Often, too, they saw sea-cows and sea-dogs, animals included under the name of seals; all the hunters were specially recommended to shoot them, as much for their skins as for their fat, which was very good fuel. Besides, their liver made a very good article of food; they could be counted by hundreds, and two or three miles north of the ship the ice was continually perforated by these huge animals; only they avoided the hunter with remarkable instinct, and many were wounded who easily escaped by diving under the ice.

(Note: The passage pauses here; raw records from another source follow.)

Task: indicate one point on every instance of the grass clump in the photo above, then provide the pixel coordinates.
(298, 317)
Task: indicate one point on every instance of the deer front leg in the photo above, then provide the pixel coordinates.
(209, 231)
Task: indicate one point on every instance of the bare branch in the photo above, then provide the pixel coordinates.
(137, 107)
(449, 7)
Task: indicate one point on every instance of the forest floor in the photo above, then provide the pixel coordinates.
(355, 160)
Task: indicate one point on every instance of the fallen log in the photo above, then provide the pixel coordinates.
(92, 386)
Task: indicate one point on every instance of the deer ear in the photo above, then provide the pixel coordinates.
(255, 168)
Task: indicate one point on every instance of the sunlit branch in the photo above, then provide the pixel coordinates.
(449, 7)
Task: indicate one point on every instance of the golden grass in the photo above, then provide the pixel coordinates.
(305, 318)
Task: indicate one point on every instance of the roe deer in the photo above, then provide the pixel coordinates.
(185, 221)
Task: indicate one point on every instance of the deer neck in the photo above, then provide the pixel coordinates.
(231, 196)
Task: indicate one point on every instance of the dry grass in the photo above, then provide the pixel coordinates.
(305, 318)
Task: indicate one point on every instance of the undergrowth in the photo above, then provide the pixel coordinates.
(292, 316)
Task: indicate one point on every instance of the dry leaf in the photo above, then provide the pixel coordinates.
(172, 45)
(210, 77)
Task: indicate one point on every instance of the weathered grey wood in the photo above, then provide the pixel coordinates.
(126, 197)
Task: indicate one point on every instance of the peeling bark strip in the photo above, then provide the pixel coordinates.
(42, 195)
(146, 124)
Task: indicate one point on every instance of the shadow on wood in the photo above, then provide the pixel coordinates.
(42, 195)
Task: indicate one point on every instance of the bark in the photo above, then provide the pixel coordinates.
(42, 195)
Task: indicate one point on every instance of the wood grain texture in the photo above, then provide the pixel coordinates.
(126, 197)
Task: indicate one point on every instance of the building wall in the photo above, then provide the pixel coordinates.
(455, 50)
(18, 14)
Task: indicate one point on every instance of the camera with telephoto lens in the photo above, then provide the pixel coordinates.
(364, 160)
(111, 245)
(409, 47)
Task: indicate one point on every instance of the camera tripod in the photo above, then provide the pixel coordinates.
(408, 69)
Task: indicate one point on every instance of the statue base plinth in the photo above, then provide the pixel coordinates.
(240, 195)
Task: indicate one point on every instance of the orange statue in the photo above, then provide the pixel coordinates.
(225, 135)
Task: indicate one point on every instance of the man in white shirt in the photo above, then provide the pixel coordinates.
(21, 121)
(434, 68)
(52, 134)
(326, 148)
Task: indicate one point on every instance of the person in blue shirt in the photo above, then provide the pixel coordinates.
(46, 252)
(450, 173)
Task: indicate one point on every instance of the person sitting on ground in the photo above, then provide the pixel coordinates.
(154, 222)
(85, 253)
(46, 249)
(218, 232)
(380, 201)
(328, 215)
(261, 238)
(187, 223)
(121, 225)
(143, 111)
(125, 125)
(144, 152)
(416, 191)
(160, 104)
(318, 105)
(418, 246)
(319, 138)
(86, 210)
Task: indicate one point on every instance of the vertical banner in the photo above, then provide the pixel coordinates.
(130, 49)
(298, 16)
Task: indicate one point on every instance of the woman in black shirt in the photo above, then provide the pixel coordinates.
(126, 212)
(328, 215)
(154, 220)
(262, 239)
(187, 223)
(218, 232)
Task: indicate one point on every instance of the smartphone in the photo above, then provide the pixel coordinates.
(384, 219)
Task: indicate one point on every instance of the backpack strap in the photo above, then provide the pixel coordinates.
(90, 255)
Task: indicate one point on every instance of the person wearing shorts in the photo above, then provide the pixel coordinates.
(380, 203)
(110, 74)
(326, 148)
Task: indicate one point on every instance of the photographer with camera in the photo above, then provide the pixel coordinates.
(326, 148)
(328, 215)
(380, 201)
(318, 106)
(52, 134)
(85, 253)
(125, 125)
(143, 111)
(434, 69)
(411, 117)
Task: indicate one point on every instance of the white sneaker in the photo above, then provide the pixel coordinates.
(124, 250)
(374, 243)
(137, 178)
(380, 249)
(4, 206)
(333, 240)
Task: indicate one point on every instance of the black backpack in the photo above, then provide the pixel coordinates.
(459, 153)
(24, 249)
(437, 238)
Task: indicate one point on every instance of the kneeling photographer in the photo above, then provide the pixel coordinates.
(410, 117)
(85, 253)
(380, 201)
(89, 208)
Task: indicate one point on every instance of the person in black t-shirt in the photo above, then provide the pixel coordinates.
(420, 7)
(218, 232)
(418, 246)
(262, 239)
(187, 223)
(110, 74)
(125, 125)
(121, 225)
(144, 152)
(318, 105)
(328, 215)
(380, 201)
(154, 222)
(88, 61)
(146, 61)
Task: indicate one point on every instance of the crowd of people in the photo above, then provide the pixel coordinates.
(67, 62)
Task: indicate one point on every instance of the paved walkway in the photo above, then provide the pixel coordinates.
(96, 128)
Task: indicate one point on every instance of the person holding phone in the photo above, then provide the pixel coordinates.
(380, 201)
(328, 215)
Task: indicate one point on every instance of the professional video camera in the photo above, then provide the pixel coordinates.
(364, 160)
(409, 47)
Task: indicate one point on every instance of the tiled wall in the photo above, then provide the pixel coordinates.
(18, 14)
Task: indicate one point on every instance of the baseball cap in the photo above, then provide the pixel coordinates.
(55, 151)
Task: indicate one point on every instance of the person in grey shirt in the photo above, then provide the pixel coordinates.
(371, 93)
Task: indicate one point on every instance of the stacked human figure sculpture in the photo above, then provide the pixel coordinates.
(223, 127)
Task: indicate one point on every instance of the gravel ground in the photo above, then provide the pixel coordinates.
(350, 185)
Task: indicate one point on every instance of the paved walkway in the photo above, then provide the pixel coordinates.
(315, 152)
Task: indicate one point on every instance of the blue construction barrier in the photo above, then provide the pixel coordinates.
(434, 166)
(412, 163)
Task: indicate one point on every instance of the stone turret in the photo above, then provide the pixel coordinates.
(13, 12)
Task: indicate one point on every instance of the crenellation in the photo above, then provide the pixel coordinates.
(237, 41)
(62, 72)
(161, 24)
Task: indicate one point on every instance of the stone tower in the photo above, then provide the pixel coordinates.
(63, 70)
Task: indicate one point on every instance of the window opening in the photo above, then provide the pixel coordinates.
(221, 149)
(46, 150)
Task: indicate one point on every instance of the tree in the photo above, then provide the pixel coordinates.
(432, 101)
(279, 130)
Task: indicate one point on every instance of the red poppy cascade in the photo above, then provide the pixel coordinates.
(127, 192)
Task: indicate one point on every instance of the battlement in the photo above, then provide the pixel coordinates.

Still, on the 19th, Simpson succeeded in getting one four hundred yards distant from the ship; he had taken the precaution to close its hole in the ice, so that it could not escape from its pursuers. He fought for a long time, and died only after receiving many bullets. He was nine feet long; his bull-dog head, the sixteen teeth in his jaw, his large pectoral fins shaped like little wings, his little tail with another pair of fins, made him an excellent specimen. The doctor wished to preserve his head for his collection of natural history, and his skin for future contingences, hence he prepared both by a rapid and economical process. He plunged the body in the hole, and thousands of little prawns removed the flesh in small pieces; at the end of half a day the work was half finished, and the most skilful of the honorable corporation of tanners at Liverpool could not have done better.

When the sun had passed the autumn equinox, that is to say, September 23d, the winter fairly begins in the arctic regions. The sun, having gradually sunk to the horizon, disappeared at last, October 23d, lighting up merely the tops of the mountains with its oblique rays. The doctor gave it his last farewell. He could not see it again till the month of February.

Still the darkness was not complete during this long absence of the sun; the moon did its best to replace it; the stars were exceedingly brilliant, the auroras were very frequent, and the refractions peculiar to the snowy horizons; besides, the sun at the time of its greatest southern declension, December 21st, approaches within thirteen degrees of the polar horizon; hence, every day there was a certain twilight for a few hours. Only the mist and snow-storms often plunged these regions in the deepest obscurity.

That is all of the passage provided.